時代の流れを読み解く力に長けているのか。それとも人には見えない第六感が天啓として降りてくるのか。その答えは神のみぞ知るところだが、間違いなく現代のクリエイターたちにも同じ素養が備わっているようにも感じる。
2019年4月11日に放送開始された幾原邦彦監督の新作アニメ『さらざんまい』や同年11月8日に発売された小島秀夫監督作品の『DEATH STRANDING』は「人と人とのつながり」がテーマの中軸にあった。
アニメやゲームで鳴らされていた警鐘。僕たちは2019年の段階から「人と人とのつながり」について考えなくてはならなかったのかもしれない。
インターネットは偉大である。今こうしてあなたが目を通している僕の原稿も、インターネットが無ければ発信することすらできない。人々の暮らしは大きく、変化し豊かになったと思う。

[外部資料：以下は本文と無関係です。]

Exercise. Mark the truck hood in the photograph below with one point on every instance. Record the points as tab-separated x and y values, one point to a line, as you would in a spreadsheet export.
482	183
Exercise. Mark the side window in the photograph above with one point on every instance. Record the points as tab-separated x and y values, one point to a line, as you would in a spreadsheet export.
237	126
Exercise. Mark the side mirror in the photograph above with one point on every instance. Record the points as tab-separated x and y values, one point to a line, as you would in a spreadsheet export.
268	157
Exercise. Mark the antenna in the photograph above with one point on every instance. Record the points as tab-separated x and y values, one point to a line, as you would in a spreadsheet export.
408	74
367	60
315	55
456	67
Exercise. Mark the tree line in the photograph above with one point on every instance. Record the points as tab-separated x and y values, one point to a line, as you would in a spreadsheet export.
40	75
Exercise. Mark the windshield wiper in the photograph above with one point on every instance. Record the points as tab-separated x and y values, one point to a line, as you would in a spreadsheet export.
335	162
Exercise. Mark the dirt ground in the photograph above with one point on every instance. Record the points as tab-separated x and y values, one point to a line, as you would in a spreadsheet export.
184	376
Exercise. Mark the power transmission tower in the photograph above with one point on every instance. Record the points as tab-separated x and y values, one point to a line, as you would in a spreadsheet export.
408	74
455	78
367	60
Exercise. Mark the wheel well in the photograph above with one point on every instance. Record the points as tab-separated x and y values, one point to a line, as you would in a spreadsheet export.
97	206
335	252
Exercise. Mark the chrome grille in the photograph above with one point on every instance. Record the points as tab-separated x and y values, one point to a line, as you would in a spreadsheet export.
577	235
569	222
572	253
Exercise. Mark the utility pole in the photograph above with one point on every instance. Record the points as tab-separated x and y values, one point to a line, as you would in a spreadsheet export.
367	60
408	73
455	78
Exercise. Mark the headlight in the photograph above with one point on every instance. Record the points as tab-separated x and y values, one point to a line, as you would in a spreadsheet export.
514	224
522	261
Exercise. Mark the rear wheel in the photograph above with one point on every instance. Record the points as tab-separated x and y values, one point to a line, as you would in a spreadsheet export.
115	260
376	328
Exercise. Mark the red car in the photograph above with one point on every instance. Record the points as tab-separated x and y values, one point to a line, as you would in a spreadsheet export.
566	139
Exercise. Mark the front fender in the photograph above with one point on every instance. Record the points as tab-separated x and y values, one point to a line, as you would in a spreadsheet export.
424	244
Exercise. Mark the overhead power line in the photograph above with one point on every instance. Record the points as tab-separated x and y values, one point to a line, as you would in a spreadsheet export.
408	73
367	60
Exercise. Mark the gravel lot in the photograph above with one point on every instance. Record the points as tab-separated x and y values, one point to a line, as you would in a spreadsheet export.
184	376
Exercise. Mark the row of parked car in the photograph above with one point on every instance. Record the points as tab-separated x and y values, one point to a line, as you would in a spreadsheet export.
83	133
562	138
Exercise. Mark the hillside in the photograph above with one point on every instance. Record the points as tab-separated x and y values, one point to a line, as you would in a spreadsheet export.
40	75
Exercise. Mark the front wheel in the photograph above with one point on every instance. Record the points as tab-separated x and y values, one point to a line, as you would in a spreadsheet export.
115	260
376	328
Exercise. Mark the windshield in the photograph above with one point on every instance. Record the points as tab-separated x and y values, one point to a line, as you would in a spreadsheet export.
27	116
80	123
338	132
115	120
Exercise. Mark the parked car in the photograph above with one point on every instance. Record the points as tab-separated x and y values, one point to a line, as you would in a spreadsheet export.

ただ、SNSについてはもう一段深く考えなくてはならない。
誓ってSNSを否定するわけではないが、日々誰かが傷つくリスクを抱えた場所になってしまったようにも見える。女子プロレス団体スターダムの木村花さんが自ら命を絶ってしまったことは、決して忘れてはならない事件である。
また、深夜ラジオというパーソナリティとリスナーの“聖域”ですら心休まる場所ではなくなってしまった。
人と人が距離を置くようになってから、色々なものが見えてくるようになった。そもそも、顔が見えない相手から飛んでくる悪意(誹謗中傷)はインターネットれい明期から存在はしていた。もっとも、当時は本人や周囲が探さなければ見つからないところにあった。決して褒められたものではないが、今よりは幾分かマシというものだろう。
では、今はどうか。本人のSNSアカウントにダイレクトアタックよろしく。本人を前にして決して言えないような発言が飛び交い続けている(もしも言えるのだとしたら、中々図太い神経をお持ちかよほどぶっ飛んでいるかだ)。
著名人を中心にSNSの書き込みに関しては刑事告訴の可能性が高くなっている。弱者が強い時代は終わり、インターネットを発端に裁判所で裁きが落ちる時代へ。
少し話しは逸れるが、スマホを持って下を向いている姿は現代の懺悔だという見方がある。従来、神父のみが聴いていた懺悔をインターネットの海へ放流する。するとどうだろう。「本人の気分が健やかになる」のだ。
今から1000日後。SNSでの書き込みは規制の一途を辿っているだろう。リスクのある単語がそもそも書き込めない仕様になったり、書き込みはできるが強制ミュートが導入される可能性だってある。
言論の自由よりも目の前の平和。プラットフォームに関わる人々の精神的不安を取り除く方が大切だという流れになっても何ら不思議ではない。